Conor hooted. “More than that.”

“Look, someone gives me shit, I don’t immediately get my gun out. I’m not going to shoot my kid,” I grumbled.

“Reassuring words,” Brennan countered with a laugh.

Fucker had laughed more during this conversation than he had in weeks.

I heaved a sigh. “Come on. Neither of you are much use in making me feel better about this situation.”

“Didn’t realize that was my job,” was all Conor said, and I glared at him harder even as Brennan passed me the two canes that I loathed but needed if I was going to walk toward the elevator.

I refused to use a wheelchair, even if it made me a dumbfuck. My heart had been under enough strain, but there was only so low I’d sink. No way in fuck was I about to meet my kid in a wheelchair.

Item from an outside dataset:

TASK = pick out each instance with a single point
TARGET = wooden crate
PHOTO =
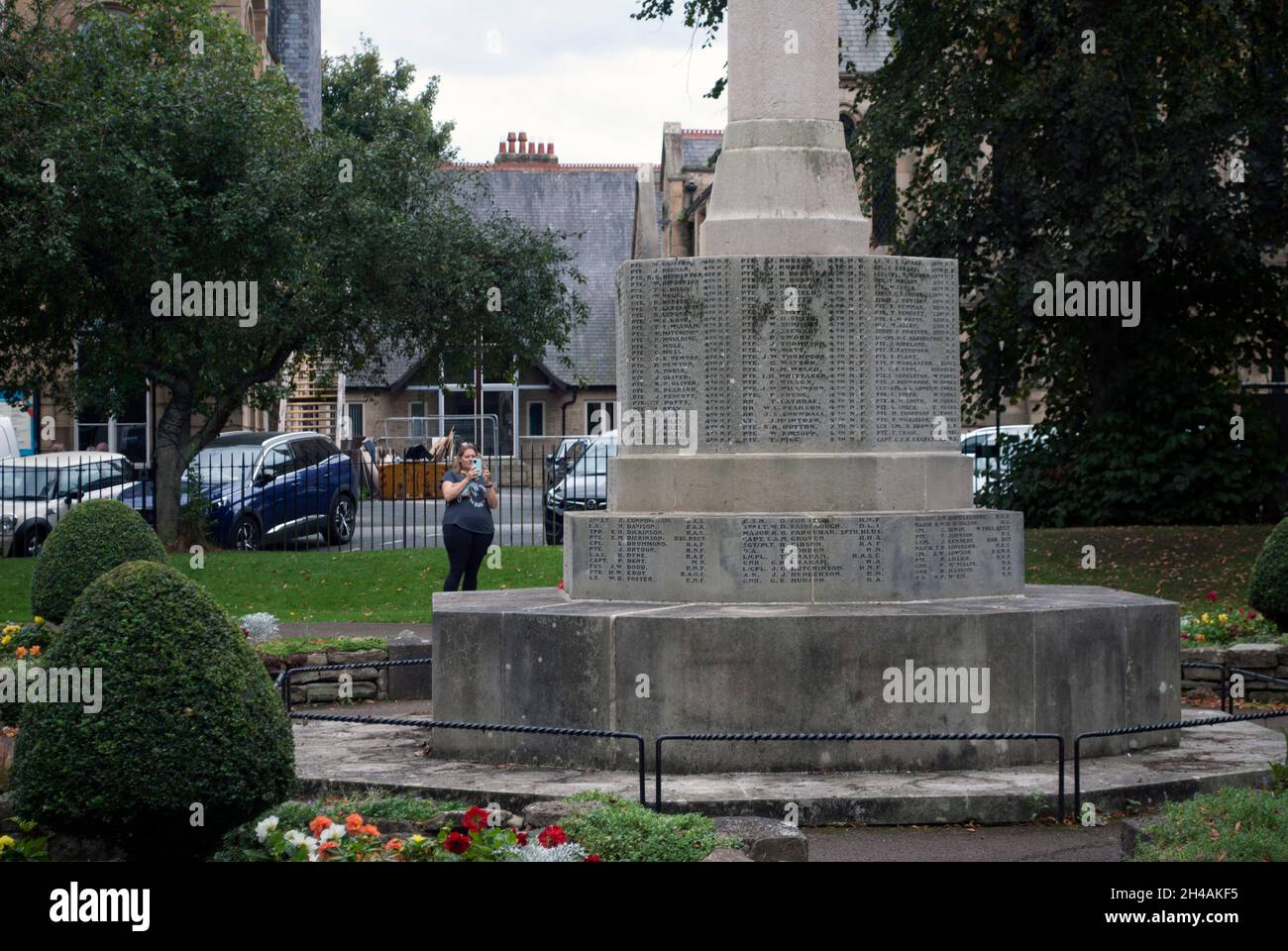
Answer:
(415, 479)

I mean, there was nothing wrong with wheelchairs, and I was all about equal opportunities, but my kid needed to know who I was. What I was.

I wasn’t going to lie to him.

Not from the start.

He’d live and he’d learn, and he’d see what he came from so that when the time came and Da pressured him, he could make his own choices. Make his own decisions.

That was important to me, and it was something I’d been thinking about while I lay in that nightmare hospital room, surrounded by cellophane and plastic wrap, beeps every which way, and blinded by a light so sharp I’d had a constant migraine since I woke up.